Published: 2/19/2018 2:07:00 AM
• Lacks any firm directional bias amid thin liquidity conditions.
• Likely to consolidate further ahead of this week’s key event risks.
The AUD/USD pair stalled its early Asian session rebound near 0.7935 level and quickly retreated around 15-20 pips from session tops.
Currently trading around the 0.7915-20 band, the pair remained within Friday's broader trading range and lacked any firm directional bias amid thin liquidity conditions at the start of a new week.
With Chinese market closed in observance of the Spring Festival, absent economic data led to a subdued/range-bound price action through the Asian session. Traders also refrain from placing any aggressive bets due to the long Presidents Day weekend in the US.

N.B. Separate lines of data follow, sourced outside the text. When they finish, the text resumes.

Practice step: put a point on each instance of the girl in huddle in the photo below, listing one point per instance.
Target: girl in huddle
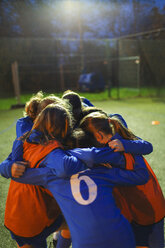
(80, 204)
(143, 205)
(23, 229)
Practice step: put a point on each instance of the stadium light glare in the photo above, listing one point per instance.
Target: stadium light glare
(71, 6)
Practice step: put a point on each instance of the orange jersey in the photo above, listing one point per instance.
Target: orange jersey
(143, 204)
(30, 208)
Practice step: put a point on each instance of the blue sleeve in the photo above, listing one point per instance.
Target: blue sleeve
(139, 147)
(5, 167)
(138, 176)
(17, 150)
(120, 118)
(95, 155)
(35, 176)
(62, 163)
(87, 102)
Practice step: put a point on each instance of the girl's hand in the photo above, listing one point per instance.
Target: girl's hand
(116, 145)
(18, 168)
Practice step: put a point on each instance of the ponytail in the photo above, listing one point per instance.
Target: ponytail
(117, 127)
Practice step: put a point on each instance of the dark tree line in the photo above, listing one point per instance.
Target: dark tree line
(93, 19)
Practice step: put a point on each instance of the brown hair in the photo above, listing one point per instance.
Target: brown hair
(54, 122)
(48, 100)
(75, 101)
(99, 121)
(31, 107)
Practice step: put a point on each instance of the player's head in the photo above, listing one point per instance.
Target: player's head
(32, 106)
(75, 101)
(54, 122)
(103, 128)
(48, 100)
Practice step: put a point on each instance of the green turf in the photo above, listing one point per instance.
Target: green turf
(139, 114)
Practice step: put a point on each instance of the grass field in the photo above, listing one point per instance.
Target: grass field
(139, 114)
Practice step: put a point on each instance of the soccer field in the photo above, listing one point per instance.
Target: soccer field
(138, 113)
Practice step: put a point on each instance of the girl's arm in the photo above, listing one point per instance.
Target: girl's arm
(95, 155)
(35, 176)
(63, 163)
(5, 167)
(138, 176)
(137, 147)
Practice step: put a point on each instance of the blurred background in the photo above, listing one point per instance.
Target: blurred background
(54, 45)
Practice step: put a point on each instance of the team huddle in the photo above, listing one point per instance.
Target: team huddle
(79, 173)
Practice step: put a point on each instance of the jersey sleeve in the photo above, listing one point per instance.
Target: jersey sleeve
(91, 156)
(5, 167)
(63, 163)
(138, 176)
(139, 147)
(17, 150)
(35, 176)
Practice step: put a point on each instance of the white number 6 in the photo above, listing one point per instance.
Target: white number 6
(75, 188)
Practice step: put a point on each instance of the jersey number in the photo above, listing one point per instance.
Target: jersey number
(75, 188)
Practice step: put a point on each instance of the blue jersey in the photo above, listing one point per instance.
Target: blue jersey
(87, 202)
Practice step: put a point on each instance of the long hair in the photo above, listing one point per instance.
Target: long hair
(31, 107)
(48, 100)
(99, 121)
(75, 101)
(54, 122)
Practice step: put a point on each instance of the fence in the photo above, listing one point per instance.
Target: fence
(55, 65)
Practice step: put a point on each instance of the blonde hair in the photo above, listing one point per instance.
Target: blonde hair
(99, 121)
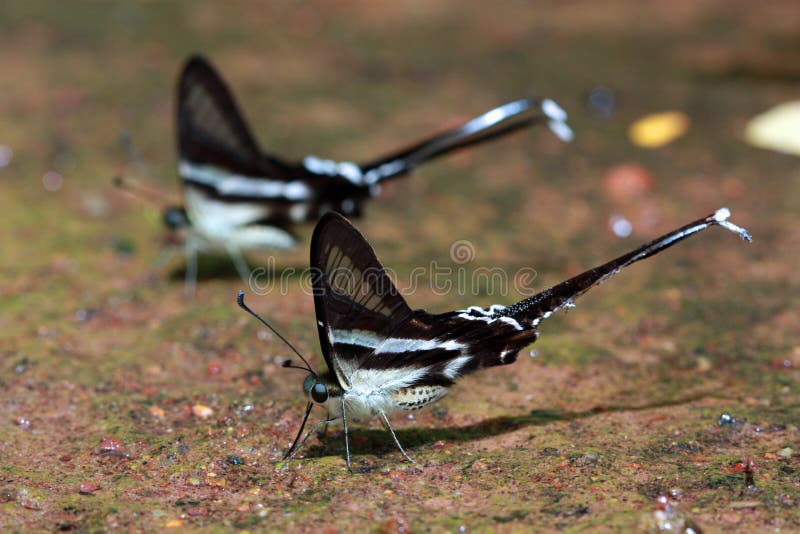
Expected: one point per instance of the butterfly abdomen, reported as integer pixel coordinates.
(417, 397)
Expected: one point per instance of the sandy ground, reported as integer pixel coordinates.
(125, 406)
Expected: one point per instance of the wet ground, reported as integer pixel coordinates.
(125, 406)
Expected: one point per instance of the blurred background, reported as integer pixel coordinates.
(637, 375)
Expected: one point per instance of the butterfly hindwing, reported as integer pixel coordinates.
(369, 334)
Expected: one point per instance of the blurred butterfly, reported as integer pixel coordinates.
(238, 197)
(383, 357)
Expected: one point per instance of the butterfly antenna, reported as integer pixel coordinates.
(139, 190)
(240, 301)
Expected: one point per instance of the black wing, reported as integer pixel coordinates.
(531, 311)
(495, 123)
(210, 128)
(368, 332)
(357, 305)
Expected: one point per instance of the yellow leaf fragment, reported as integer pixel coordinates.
(658, 129)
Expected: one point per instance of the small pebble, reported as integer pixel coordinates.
(202, 411)
(52, 181)
(602, 101)
(23, 423)
(626, 181)
(726, 419)
(87, 488)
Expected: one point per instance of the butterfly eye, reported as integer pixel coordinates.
(175, 218)
(319, 393)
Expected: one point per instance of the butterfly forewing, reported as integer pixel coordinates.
(357, 305)
(368, 332)
(210, 128)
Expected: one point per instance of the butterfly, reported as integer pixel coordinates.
(382, 357)
(238, 197)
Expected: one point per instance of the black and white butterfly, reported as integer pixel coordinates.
(238, 197)
(383, 357)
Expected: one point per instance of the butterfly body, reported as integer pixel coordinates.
(383, 357)
(239, 198)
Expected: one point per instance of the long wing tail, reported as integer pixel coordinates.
(532, 310)
(497, 122)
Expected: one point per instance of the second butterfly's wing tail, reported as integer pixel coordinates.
(531, 311)
(497, 122)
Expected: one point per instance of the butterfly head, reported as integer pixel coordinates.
(175, 218)
(316, 389)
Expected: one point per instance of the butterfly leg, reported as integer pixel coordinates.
(292, 453)
(239, 262)
(346, 437)
(191, 268)
(164, 255)
(396, 442)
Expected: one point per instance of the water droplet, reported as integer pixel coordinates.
(621, 226)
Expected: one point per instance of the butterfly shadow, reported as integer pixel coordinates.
(379, 441)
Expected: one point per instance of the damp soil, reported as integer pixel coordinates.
(124, 406)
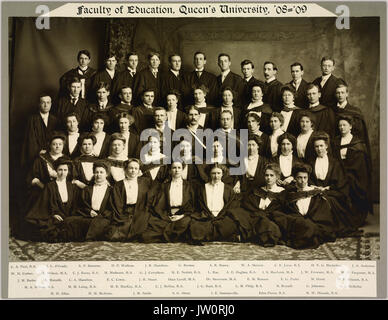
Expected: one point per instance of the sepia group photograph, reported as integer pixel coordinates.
(194, 139)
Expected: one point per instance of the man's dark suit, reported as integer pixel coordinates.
(328, 97)
(146, 80)
(235, 82)
(272, 94)
(192, 80)
(301, 100)
(123, 78)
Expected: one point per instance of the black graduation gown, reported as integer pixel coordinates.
(146, 80)
(160, 226)
(41, 224)
(328, 97)
(254, 223)
(272, 94)
(266, 112)
(36, 137)
(248, 184)
(192, 80)
(81, 226)
(129, 221)
(236, 83)
(65, 107)
(337, 196)
(206, 227)
(299, 231)
(66, 78)
(123, 78)
(358, 173)
(324, 119)
(301, 99)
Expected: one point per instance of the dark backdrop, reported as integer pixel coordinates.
(41, 57)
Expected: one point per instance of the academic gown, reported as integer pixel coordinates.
(129, 221)
(264, 112)
(205, 226)
(328, 97)
(254, 223)
(192, 80)
(146, 80)
(81, 226)
(324, 119)
(272, 94)
(36, 137)
(358, 173)
(301, 99)
(337, 196)
(247, 184)
(76, 72)
(160, 226)
(236, 83)
(41, 224)
(307, 231)
(122, 79)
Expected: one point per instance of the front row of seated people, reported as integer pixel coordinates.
(311, 192)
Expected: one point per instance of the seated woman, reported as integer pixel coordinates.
(290, 112)
(270, 144)
(171, 211)
(255, 165)
(129, 205)
(42, 171)
(153, 166)
(227, 95)
(91, 220)
(213, 218)
(117, 158)
(304, 141)
(328, 175)
(352, 152)
(101, 147)
(132, 140)
(259, 108)
(83, 165)
(305, 220)
(256, 207)
(45, 219)
(286, 158)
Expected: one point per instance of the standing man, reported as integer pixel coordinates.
(108, 75)
(300, 85)
(200, 77)
(328, 83)
(228, 79)
(272, 87)
(82, 71)
(149, 78)
(324, 116)
(173, 79)
(247, 69)
(125, 78)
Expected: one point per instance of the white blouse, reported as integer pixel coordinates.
(176, 193)
(274, 144)
(131, 190)
(321, 167)
(100, 139)
(215, 197)
(301, 143)
(285, 163)
(62, 188)
(98, 195)
(345, 140)
(88, 170)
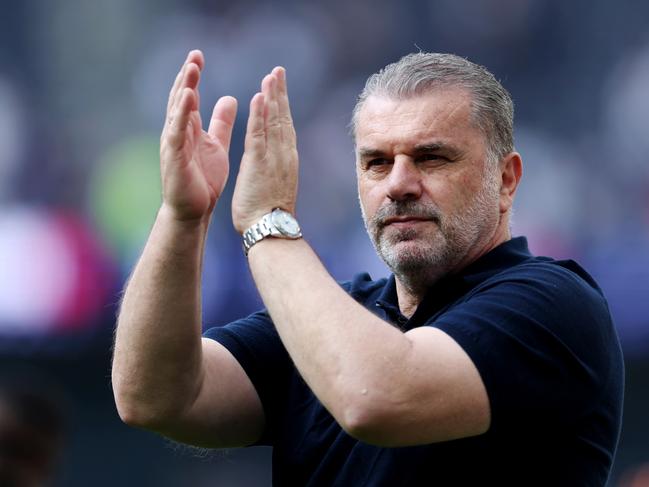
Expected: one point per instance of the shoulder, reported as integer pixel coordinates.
(561, 290)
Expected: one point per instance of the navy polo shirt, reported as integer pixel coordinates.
(539, 332)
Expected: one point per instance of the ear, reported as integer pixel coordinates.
(511, 171)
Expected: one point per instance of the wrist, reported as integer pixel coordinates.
(168, 218)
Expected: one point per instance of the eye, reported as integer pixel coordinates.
(431, 157)
(377, 163)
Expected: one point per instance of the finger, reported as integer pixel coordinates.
(191, 77)
(255, 142)
(222, 121)
(195, 57)
(285, 118)
(273, 131)
(177, 130)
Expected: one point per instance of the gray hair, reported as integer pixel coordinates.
(418, 73)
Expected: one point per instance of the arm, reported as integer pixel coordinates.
(382, 386)
(165, 377)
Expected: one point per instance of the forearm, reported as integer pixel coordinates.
(348, 356)
(157, 356)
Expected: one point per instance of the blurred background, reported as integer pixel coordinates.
(83, 88)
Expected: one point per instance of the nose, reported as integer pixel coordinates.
(404, 181)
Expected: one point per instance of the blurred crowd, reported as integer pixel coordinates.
(83, 89)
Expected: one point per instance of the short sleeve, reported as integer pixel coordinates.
(543, 342)
(254, 342)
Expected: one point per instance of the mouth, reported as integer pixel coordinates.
(405, 220)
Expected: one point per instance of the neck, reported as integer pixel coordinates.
(411, 289)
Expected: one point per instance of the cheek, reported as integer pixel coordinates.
(369, 196)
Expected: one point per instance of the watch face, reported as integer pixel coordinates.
(285, 223)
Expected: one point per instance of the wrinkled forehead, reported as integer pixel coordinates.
(442, 113)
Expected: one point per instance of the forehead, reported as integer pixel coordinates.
(442, 115)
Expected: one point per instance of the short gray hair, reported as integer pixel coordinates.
(418, 73)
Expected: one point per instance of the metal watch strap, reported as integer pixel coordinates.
(257, 232)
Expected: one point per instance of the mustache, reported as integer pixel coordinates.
(405, 208)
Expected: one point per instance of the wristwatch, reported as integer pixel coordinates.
(278, 223)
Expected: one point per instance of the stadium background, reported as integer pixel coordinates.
(83, 87)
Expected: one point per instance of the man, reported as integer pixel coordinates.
(474, 362)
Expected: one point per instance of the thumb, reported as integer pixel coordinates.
(222, 121)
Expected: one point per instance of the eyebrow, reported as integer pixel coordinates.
(366, 152)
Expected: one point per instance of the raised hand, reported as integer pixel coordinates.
(194, 163)
(268, 174)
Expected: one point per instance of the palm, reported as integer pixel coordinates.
(193, 182)
(194, 162)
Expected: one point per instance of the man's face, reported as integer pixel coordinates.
(429, 195)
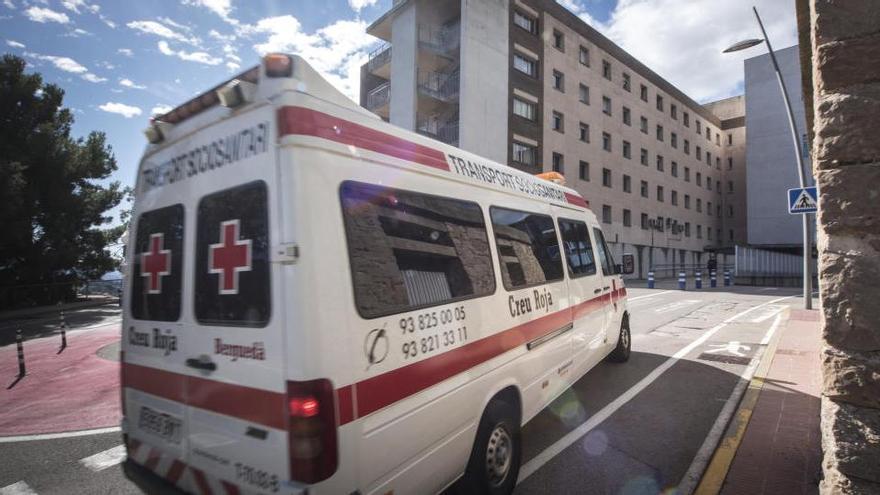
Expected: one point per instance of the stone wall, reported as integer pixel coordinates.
(845, 37)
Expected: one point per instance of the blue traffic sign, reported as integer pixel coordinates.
(802, 200)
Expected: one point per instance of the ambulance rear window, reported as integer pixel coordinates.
(232, 257)
(157, 265)
(410, 250)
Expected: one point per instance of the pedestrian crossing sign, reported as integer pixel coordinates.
(802, 200)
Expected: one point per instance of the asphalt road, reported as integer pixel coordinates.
(632, 428)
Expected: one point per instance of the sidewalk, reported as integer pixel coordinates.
(780, 448)
(74, 390)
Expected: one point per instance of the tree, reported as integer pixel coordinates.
(53, 202)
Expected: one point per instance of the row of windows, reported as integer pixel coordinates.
(410, 250)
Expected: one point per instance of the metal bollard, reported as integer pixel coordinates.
(21, 370)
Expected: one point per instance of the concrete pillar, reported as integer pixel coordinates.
(846, 156)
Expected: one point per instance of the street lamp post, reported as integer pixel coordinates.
(742, 45)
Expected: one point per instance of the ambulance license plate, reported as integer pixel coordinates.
(160, 424)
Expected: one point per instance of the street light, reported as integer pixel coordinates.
(742, 45)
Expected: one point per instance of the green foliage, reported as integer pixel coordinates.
(53, 203)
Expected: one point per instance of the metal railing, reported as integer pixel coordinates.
(379, 96)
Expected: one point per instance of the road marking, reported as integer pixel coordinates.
(103, 460)
(630, 299)
(19, 488)
(573, 436)
(700, 468)
(53, 436)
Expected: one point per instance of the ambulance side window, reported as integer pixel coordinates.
(528, 250)
(157, 262)
(577, 247)
(233, 286)
(410, 250)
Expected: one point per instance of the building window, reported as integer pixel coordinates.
(558, 80)
(606, 177)
(525, 65)
(558, 40)
(524, 109)
(584, 171)
(523, 153)
(584, 94)
(524, 21)
(558, 162)
(557, 122)
(584, 56)
(584, 130)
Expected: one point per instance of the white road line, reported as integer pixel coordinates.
(630, 299)
(53, 436)
(19, 488)
(103, 460)
(530, 467)
(704, 455)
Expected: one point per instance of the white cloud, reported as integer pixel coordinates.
(161, 30)
(200, 57)
(336, 50)
(126, 111)
(128, 83)
(161, 109)
(357, 5)
(687, 51)
(39, 14)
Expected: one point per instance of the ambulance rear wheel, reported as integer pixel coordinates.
(494, 464)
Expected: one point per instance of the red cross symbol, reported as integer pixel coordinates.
(156, 263)
(229, 257)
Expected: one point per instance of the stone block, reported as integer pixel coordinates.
(845, 125)
(852, 377)
(851, 440)
(836, 20)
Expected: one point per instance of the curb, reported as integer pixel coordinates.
(716, 472)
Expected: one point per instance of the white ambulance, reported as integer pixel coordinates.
(320, 302)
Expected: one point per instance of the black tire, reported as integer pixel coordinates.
(500, 426)
(620, 354)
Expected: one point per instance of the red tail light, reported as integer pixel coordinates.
(311, 430)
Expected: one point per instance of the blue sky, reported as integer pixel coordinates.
(120, 61)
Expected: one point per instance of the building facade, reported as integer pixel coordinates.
(529, 84)
(771, 163)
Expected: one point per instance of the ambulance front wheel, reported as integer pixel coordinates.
(494, 464)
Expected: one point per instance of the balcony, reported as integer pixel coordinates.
(442, 86)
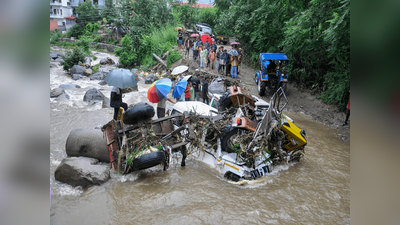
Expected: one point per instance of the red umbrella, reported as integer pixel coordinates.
(205, 37)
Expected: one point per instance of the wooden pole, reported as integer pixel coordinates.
(191, 6)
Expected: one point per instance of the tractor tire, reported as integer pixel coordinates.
(149, 160)
(225, 101)
(228, 135)
(261, 87)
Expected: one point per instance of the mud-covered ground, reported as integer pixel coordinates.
(299, 101)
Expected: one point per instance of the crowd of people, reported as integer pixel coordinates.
(210, 57)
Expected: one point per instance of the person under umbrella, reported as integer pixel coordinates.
(119, 79)
(158, 93)
(161, 106)
(116, 101)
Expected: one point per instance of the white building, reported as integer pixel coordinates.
(63, 11)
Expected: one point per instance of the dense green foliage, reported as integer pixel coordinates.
(75, 31)
(109, 12)
(148, 32)
(126, 53)
(315, 35)
(76, 57)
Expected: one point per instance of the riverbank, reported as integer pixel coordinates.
(300, 101)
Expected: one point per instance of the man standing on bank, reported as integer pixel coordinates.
(161, 106)
(196, 82)
(116, 101)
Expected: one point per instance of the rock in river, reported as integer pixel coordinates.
(63, 96)
(88, 72)
(87, 143)
(77, 69)
(93, 95)
(56, 92)
(103, 82)
(69, 86)
(77, 76)
(82, 171)
(97, 76)
(107, 60)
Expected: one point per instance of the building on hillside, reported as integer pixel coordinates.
(62, 12)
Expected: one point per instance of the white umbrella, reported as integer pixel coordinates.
(179, 69)
(187, 77)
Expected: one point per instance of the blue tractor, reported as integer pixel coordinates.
(273, 73)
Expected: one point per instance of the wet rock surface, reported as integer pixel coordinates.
(77, 76)
(77, 69)
(82, 171)
(56, 92)
(93, 95)
(69, 86)
(87, 72)
(97, 76)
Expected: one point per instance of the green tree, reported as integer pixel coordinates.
(76, 57)
(126, 53)
(109, 11)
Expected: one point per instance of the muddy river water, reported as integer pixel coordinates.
(314, 191)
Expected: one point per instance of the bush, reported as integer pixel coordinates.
(84, 42)
(96, 68)
(126, 53)
(173, 57)
(75, 31)
(77, 56)
(55, 36)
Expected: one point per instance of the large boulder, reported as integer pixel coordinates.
(130, 89)
(59, 59)
(56, 92)
(103, 82)
(88, 72)
(88, 143)
(63, 96)
(77, 69)
(53, 55)
(107, 60)
(97, 76)
(69, 86)
(93, 95)
(82, 171)
(88, 61)
(77, 76)
(150, 78)
(106, 103)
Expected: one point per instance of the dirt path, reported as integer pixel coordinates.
(299, 101)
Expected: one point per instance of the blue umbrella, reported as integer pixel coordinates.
(179, 88)
(121, 78)
(233, 52)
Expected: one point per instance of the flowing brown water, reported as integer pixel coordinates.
(314, 191)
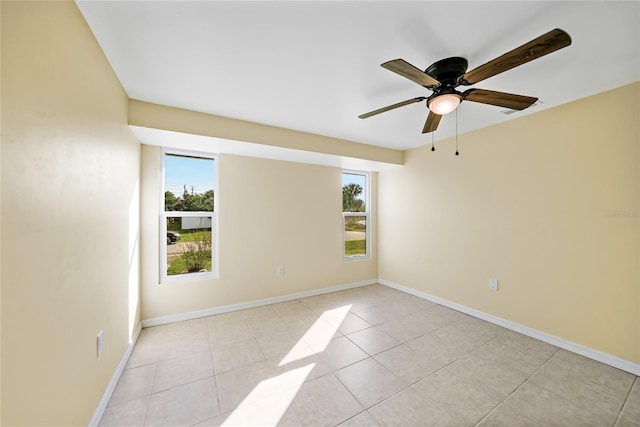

Meanwhile, a plenty of event risks lined up through the course of this week, including the RBA and FOMC monetary policy meeting minutes, would help investors determine the pair's next leg of directional move.
In the meantime, the pair seems more likely to extend its consolidative price action and might take cues from commodity prices, which tends to influence demand for the commodity-linked Australian Dollar.
Technical levels to watch
Bulls might continue to defend the 0.7900-0.7890 immediate support area, which if broken is likely to accelerate the fall towards 0.7860 horizontal level en-route 100-day SMA support near the 0.7820 region.
On the upside, 0.7935-45 zone might continue to act as an immediate resistance, above which the pair is likely to make a fresh attempt towards conquering the key 0.80 psychological mark.